Almirall introduces state-of-the art inhaler for COPD patients
BARCELONA, Spain Almirall has introduced a new, state-of-the-art dry-powder inhaler, which the company will market with its leading pipeline compound aclidinium bromide. The drug is designed for treating chronic obstructive pulmonary disease, which include diseases like chronic bronchitis and emphysema.
The drug is currently in Phase III trials with 1,600 COPD patients from 23 countries worldwide. The results of the trials will be announced at the 2008 American Thoracic Society meeting.
Almirall is pursuing a three-line strategy for aclidinium bromide. It is being developed initially as a once-daily monotherapy for first-line maintenance therapy in COPD and will be filed with regulators for this indication in 2009. It is also in phase II trials in a fixed-dose combination with the long-acting beta agonist formoterol. This is expected to be filed in 2011. Additionally, it is at a preclinical development stage as a fixed-dose combination with an inhaled corticosteroid, which could be ready to file in 2012.
Almirall’s director of pharmaceutical development, Carsten Niederlaender, said the inhalation device will appeal to patients and healthcare professionals because “it is small, compact, portable, preloaded and extremely easy to use—unlike some of the currently available inhalers for COPD medications. Patients merely have to remove the cap, press the dose-release button and inhale. It should therefore improve patient adherence. The device, which comes preloaded with 30 doses, has a window that changes from red to green when a dose has been effectively delivered and which registers an audible click, providing patients with feedback and reassurance. A dose indicator flags up a red signal to warn patients when the inhaler is close to empty and the device locks out when its 30-day supply is exhausted to prevent patients inhaling inert dry-powder residue. The new inhaler is one of very few that ticks all the boxes for complying with international regulatory requirements,” said Niederlaender.

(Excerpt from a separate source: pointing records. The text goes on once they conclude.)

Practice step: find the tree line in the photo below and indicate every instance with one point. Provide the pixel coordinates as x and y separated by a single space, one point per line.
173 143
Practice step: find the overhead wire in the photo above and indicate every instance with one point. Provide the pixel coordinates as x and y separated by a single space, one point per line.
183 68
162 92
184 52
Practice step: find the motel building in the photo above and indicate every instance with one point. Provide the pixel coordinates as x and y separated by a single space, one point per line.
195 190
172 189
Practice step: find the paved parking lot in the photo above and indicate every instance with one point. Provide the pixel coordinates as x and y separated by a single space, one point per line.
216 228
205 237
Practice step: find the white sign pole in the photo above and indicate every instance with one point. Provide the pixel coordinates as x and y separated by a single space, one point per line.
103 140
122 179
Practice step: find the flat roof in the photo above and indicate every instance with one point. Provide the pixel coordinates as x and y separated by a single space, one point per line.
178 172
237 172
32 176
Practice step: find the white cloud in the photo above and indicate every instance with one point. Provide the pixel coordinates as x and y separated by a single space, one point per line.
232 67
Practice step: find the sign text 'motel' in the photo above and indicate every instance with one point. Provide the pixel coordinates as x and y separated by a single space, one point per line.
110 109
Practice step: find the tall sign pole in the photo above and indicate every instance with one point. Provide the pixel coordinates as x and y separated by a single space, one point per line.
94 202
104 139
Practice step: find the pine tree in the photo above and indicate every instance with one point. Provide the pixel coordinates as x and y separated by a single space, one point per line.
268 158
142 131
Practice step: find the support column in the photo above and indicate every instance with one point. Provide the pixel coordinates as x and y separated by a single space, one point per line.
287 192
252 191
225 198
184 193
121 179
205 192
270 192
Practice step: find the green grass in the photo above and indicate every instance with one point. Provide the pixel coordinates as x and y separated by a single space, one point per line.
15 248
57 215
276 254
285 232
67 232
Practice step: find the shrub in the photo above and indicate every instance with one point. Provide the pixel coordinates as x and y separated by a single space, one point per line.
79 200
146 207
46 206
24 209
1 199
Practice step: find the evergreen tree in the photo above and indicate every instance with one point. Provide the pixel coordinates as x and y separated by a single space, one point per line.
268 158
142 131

Wyeth and GSK may see competition in pediatric vaccines
LONDON There may be a clash of the titans underway.
Pharma giants Wyeth and GlaxoSmithKline are set to go head to head with their competing childhood vaccines, but Wyeth dismissed any worries about the newcomer to the vaccine playground.
Wyeth’s Prevnar will remain a key sales driver for the company but would not be hindered by Glaxo’s Synflorix, said Emilio Emini, the U.S. group’s head of vaccine research and development, on Tuesday.
Prevnar, a vaccine for infants and children to prevent certain invasive pneumococcal diseases, is active against seven types of streptococcus pneumonia, which together account for some 80 percent of illnesses, Reuters reported Tuesday.
Glaxo’s Synflorix, which a company spokeswoman said remained on track for submission to European regulators by the end of 2007, targets 10 types, and even prevents inflammation of the middle ear.
But Emini said Synflorix was incomparable to the new version of Prevnar.
“Essentially, it is a direct equivalent of the original Prevnar,” he said in an interview with Reuters on the sidelines of the FT Global Pharmaceutical and Biotechnology Conference. “If you look at the residual 20 percent of disease (not addressed by Prevnar) and ask how much is covered by the GSK 10-valent vaccine, it’s actually a small percentage. How much is covered by Prevnar-13? It’s over 60 percent,” Emini said.
Wyeth intends to submit a new version of Prevnar, active against 13 strains, to both European and U.S. regulators by the beginning of 2009.
The original version of the vaccine was introduced in 2000. Third-quarter sales of Prevnar were up 24 percent from a year earlier at $634 million.
Biomira to make move to U.S. under new name
EDMONTON, Canada Biomira shareholders have approved a plan to move the company to the U.S. and to change its name to Oncothyreon Incorporated. Oncothyreon will be the parent corporation of a successor company of Biomira and its subsidiaries, according to Canada.com.
The biotech company, which focuses on cancer treatment, currently has a few drugs in its pipeline including Stimuvax, which it is developing with Merck to treat non-small cell lung cancer. That drug is currently in a Phase III clinical trial. The next drug that is furthest along in development is a small molecule called PX-12, which is a drug used to treat pancreatic cancer and is currently in a Phase II trial.
“We are very pleased to have received the strong support of our shareholders for our relocation and the revision of our capital structure,” chief executive officer Robert Kirkland said. The shareholders will receive one-sixth of a share of common stock of Oncothyreon in exchange for each Biomira share. The new company will be based in Seattle.